Bernard Sady 14/04/2009 22:42


Merci Michel de ces précisions. "Il était une fois la révolution..." est effectivement une bonne illustration de ce que sont les révolutions...


bougerolles 02/04/2009 13:07

le salaire s'il permet juste la survie de l'outil sans permettre la satisfaction des autres besoins(appartenance, reconnaissance, lien social et les arts par exemple)n'est pas suffisant surtout au regard de la fracture effective et des inegalites profondes (que gangne un dirigeant versus que gagne un ouvrier et ; que leur permettent leurs salaires respectifs- sachant que le kilo de viande coûte la même chose pour les deux ou, que les pv a payer n'auront pas la meme incidence sur le budget; surtout si ce budget est presque entierement dedie a l'alimentation et aux frais engendres par le logement- frais qui d'une certaine maniere sont incompressibles)je rappelle que le "s'ils n'ont pas de pain qu'ils mangent des brioches" a debouche sur une certaine revolte...

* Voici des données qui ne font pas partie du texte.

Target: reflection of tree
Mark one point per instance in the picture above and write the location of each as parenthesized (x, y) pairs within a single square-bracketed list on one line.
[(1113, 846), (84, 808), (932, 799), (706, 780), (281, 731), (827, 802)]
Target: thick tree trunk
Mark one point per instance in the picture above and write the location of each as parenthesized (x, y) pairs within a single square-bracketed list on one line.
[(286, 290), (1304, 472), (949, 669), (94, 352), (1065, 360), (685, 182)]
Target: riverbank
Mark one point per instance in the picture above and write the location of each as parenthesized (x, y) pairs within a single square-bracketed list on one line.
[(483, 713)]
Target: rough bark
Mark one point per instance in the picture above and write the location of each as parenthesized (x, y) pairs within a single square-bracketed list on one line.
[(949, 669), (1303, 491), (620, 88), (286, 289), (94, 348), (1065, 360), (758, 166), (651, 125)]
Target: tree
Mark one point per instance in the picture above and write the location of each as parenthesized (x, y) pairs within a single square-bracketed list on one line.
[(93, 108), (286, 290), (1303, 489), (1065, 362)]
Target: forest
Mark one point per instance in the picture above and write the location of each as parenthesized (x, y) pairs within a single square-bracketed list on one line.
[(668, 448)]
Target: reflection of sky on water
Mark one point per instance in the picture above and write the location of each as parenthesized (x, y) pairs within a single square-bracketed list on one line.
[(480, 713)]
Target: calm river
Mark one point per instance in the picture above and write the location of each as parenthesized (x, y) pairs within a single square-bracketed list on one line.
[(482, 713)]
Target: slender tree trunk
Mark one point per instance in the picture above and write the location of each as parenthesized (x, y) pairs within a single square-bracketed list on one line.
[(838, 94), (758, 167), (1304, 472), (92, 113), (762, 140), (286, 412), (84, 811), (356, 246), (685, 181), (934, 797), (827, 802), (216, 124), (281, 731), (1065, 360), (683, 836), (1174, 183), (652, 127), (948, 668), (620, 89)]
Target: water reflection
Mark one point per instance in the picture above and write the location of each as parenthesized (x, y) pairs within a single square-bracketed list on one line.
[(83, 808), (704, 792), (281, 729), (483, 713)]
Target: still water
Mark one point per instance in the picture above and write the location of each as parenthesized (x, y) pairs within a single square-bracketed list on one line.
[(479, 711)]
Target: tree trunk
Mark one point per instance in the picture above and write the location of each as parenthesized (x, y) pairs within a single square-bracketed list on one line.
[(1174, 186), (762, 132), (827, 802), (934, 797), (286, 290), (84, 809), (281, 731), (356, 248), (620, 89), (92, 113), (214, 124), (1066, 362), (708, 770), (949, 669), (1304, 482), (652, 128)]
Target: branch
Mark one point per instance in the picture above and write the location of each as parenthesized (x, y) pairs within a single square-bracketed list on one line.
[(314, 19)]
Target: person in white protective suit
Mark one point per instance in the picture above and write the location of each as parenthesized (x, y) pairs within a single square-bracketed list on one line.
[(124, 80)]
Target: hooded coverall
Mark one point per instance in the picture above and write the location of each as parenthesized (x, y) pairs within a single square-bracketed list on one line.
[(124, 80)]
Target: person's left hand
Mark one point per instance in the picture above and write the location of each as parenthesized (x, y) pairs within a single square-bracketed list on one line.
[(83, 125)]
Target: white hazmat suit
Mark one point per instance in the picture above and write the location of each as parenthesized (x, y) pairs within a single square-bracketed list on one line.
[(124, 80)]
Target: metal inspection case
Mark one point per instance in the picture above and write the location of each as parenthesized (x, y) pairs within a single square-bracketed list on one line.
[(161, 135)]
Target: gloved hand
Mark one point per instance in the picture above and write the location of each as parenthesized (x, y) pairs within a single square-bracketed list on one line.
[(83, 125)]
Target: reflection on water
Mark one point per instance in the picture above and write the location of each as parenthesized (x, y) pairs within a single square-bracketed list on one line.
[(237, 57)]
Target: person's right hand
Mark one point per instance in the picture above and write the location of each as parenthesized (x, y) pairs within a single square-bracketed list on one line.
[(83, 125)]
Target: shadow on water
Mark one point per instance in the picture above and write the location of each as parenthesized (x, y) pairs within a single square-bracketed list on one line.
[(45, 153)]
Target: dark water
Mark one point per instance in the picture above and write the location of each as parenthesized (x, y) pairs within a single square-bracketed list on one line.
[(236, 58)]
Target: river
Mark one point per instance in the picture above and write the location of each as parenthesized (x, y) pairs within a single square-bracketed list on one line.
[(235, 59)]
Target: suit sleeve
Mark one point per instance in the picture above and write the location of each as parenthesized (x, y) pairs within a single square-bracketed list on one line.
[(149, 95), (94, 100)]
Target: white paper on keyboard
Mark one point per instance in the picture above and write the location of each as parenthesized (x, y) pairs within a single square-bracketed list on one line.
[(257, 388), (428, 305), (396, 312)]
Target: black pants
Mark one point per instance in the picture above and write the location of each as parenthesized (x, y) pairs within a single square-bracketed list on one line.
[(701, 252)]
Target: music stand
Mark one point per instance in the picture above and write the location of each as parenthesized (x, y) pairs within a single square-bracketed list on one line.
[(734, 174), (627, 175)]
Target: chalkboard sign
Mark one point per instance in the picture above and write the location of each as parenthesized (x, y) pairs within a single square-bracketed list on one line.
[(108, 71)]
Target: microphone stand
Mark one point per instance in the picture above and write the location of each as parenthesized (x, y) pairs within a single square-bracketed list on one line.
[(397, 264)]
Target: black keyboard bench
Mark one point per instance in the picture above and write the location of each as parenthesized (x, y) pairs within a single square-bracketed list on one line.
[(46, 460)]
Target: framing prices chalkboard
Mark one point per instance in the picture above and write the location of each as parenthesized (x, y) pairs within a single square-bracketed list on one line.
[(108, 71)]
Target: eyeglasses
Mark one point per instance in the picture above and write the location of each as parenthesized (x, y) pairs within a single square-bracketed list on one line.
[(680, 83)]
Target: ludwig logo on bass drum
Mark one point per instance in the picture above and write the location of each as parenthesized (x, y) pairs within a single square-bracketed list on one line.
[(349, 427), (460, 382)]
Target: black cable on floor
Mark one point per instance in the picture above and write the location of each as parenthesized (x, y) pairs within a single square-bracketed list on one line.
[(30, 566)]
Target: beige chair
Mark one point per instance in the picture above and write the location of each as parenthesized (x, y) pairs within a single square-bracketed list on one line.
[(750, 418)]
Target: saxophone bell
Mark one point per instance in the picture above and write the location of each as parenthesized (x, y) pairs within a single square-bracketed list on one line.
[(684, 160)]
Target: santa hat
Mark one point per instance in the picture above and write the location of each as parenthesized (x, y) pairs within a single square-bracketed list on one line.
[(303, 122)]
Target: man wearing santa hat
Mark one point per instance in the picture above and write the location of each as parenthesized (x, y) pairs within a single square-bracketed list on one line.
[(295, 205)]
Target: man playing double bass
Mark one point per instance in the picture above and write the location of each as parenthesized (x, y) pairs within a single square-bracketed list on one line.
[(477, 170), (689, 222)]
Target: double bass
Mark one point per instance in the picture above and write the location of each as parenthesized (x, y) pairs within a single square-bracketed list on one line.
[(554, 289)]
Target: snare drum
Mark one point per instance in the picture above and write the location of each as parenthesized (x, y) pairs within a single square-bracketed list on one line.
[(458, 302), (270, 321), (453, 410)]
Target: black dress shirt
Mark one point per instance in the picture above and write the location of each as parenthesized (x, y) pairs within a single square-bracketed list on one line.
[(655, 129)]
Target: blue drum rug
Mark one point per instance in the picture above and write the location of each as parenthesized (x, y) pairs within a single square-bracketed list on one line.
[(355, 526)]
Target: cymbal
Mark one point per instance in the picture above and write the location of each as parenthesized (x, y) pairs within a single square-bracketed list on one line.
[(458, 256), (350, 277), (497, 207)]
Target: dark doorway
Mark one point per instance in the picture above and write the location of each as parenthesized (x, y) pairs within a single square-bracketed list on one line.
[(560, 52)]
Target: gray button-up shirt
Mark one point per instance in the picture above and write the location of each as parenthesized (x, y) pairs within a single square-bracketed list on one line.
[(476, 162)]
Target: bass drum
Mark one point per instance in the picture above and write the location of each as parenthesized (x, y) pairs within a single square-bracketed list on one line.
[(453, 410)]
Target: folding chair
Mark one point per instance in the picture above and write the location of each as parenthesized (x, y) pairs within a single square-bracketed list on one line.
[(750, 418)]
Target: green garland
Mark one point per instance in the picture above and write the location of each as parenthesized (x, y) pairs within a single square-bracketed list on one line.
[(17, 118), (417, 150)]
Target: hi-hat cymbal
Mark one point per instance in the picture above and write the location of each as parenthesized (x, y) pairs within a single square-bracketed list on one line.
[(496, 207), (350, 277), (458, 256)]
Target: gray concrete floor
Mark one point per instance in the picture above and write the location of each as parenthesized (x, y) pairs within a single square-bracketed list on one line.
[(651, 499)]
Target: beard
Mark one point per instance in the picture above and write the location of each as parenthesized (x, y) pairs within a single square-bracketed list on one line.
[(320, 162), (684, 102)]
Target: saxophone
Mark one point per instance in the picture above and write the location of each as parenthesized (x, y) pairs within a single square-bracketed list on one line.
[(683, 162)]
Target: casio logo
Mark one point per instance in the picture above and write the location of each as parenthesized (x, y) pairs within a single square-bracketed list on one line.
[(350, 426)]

Bernard Sady 14/04/2009 22:41


Le salaire ne permet certainement pas la "satisfaction des autres besoins : appartenance, reconnaissance, lien social, etc...". Vos propos semblent faire référence à Maslow et sa fameuse pyramide.
Cependant Maslow n'a pas parlé du salaire comme moyen de satisfaire les besoins plus "élevés" que les besoins de base (nourriture et sécurité). Ensuite, c'est la reconnaissance et l'appartenance à
une communauté qui sont importants, et là, le salaire a une importance très faible. Si vous avez un salaire très élevé, mais que votre patron vous considère comme moins que rien, cela ne viendra
pas combler votre besoin de reconnaissance. Et si vos collègues vous laissent de côté, votre besoin d'appartenance ne sera pas satisfait. Le salaire, même si c'est important, n'est pas tout.
Quant au pain et à la brioche, je laisse la parole à Michel et à sa réponse très bien documentée.